Round shaped flutes have been made for thousands of years from stone, wood, coconut and clay. Lavishly decorated, and with a beautiful sound, these vessel flutes were used in ancient cultures to charm the birds, please the gods, and lift people into a higher state of consciousness. Such flutes are now known as ocarinas.
The name ocarina, meaning ‘little goose’, was first given to a musical instrument by Italian teenager, Guiseppe Donati, when he invented a submarine-shaped clay flute in 1853. He showed it to his friends and, together, they perfected an instrument that has been carried to all corners of the world. Also known as a sweet potato flute, an ocarina even features in the popular Zelda Ocarina of Time computer game.

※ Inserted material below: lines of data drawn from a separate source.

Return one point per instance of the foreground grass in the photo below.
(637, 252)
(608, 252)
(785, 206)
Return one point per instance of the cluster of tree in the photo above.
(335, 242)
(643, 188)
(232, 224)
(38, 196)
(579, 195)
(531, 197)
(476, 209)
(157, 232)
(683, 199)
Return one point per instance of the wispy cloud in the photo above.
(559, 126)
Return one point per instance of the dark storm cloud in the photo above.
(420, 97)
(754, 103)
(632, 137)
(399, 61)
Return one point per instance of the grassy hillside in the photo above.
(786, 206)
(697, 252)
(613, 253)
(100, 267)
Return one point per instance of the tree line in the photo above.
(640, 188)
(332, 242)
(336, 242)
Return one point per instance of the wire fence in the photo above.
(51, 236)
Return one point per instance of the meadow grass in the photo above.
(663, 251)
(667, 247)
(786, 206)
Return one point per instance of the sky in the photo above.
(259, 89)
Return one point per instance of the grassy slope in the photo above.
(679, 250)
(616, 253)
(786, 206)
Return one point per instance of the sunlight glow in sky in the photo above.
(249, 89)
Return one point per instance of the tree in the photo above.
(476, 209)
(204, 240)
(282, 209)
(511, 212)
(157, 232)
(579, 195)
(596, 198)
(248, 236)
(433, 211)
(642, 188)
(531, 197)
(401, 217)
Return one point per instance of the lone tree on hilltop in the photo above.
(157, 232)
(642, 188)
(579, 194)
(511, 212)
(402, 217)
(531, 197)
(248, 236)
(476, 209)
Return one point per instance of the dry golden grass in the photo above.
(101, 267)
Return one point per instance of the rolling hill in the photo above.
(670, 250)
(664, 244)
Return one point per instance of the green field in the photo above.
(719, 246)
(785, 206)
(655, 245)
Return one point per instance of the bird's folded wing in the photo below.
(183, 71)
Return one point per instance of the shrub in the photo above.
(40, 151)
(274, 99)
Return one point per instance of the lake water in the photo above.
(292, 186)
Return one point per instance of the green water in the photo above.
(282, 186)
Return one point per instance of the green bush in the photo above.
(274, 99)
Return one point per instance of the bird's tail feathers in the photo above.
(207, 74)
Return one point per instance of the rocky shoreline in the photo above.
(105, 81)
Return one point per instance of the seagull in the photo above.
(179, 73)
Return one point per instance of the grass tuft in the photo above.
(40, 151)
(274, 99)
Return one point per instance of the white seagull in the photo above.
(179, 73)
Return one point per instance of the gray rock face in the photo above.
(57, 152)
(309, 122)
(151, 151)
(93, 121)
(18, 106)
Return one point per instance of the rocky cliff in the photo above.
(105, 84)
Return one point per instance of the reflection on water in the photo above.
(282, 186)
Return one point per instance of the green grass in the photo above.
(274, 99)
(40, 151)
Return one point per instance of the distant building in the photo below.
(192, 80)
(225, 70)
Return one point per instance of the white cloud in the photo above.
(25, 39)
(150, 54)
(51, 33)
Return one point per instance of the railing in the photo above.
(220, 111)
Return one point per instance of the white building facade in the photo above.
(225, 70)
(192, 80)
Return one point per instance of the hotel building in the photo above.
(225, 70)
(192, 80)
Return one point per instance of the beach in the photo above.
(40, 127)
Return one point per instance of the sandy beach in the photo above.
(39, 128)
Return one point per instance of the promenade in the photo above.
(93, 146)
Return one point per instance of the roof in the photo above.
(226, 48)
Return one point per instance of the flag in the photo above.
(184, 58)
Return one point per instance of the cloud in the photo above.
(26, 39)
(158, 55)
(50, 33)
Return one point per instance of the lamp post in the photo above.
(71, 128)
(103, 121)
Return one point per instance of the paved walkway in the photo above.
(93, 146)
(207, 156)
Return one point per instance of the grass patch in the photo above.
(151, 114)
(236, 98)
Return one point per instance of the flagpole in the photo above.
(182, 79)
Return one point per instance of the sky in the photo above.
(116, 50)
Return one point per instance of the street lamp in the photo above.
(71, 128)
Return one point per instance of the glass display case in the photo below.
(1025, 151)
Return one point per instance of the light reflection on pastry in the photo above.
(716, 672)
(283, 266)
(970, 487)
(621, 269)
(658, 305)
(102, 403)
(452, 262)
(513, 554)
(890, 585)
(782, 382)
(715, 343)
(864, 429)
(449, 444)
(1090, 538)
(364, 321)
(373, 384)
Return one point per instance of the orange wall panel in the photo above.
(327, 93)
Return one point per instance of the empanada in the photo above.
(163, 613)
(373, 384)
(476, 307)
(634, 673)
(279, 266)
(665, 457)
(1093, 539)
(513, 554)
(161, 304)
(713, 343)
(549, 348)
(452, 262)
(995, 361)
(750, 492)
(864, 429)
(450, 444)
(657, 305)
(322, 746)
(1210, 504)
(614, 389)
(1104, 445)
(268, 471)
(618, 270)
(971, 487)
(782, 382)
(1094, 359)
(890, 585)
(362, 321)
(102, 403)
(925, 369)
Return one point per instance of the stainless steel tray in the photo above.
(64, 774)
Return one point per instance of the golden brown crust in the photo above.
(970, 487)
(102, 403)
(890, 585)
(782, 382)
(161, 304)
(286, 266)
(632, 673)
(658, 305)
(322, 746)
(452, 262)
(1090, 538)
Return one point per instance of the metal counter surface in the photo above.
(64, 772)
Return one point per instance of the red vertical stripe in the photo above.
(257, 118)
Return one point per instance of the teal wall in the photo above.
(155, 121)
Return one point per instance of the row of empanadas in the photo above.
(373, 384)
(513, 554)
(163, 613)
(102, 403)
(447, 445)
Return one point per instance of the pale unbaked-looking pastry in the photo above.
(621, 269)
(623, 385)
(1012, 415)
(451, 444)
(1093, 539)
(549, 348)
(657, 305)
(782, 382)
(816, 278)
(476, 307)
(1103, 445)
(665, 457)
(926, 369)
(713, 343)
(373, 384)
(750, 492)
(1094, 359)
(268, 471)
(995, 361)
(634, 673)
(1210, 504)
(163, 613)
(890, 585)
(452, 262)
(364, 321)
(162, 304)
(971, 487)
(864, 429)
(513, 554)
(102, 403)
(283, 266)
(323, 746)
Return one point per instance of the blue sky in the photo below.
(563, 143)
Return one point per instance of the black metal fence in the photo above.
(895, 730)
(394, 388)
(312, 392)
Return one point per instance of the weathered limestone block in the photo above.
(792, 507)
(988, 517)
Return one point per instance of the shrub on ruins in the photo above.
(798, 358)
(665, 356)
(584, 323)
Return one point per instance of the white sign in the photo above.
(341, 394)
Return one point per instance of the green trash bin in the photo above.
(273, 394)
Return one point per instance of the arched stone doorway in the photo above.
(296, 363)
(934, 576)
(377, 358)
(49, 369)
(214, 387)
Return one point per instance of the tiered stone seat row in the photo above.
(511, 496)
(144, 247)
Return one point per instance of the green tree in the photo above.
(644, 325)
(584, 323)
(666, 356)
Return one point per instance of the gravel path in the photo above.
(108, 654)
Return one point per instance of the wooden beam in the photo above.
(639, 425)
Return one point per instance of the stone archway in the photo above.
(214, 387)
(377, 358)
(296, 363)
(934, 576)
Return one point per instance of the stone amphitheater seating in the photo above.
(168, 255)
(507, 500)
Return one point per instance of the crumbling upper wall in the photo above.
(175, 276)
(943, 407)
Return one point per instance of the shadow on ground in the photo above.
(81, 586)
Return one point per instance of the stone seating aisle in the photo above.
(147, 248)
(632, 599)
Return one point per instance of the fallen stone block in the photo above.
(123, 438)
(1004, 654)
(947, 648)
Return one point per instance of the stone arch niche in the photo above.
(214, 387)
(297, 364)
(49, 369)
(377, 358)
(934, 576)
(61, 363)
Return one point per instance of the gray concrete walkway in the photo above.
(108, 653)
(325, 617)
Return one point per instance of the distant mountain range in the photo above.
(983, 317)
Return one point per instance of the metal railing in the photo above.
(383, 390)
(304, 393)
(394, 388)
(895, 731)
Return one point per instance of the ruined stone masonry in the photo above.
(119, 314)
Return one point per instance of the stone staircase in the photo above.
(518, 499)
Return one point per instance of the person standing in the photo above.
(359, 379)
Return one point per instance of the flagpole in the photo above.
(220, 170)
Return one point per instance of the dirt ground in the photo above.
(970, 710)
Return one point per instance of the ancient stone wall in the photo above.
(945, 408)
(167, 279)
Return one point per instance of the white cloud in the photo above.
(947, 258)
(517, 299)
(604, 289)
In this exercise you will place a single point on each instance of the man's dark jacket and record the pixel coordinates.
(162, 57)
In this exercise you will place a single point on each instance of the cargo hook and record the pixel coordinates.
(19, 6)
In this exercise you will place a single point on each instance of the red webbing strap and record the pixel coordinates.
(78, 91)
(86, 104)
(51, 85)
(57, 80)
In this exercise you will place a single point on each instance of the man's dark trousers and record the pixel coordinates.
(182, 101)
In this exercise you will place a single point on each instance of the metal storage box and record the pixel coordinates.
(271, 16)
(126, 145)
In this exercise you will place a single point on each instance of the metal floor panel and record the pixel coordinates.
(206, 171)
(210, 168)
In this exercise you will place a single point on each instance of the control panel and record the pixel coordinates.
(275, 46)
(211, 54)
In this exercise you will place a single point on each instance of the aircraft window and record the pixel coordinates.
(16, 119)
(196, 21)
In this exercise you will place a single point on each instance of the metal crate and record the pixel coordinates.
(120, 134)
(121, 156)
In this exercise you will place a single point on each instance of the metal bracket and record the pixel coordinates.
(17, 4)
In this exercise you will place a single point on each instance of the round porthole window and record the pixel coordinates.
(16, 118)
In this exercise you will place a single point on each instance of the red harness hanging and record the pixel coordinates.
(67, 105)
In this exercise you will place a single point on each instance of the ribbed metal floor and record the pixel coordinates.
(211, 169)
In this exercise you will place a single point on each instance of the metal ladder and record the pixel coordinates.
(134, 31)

Pupils develop early musicianship as they sing and play music of many genres. Their close interaction with a simple instrument brings musical rewards beyond anything possible with more complex instruments, which often only deliver a handful of notes in the first year or two of whole class playing.
Year 4 learn to play the Ocarina using the class teaching book ‘1-2-3’ where the children (over the course of a school year) focus on the notes High D, B,G Low D,E,A,C finishing off with introducing F,C and G sharp. This will enable children to develop breath control and continue learning about music notations and rhythms.
Children also develope their singing skills by taking part in choir training with ‘Lets Go Sing’. This is a fantastic music project where the children will be taught a wide selection of musical songs and this project will finish with a public perform with many other schools in the Lancashire area.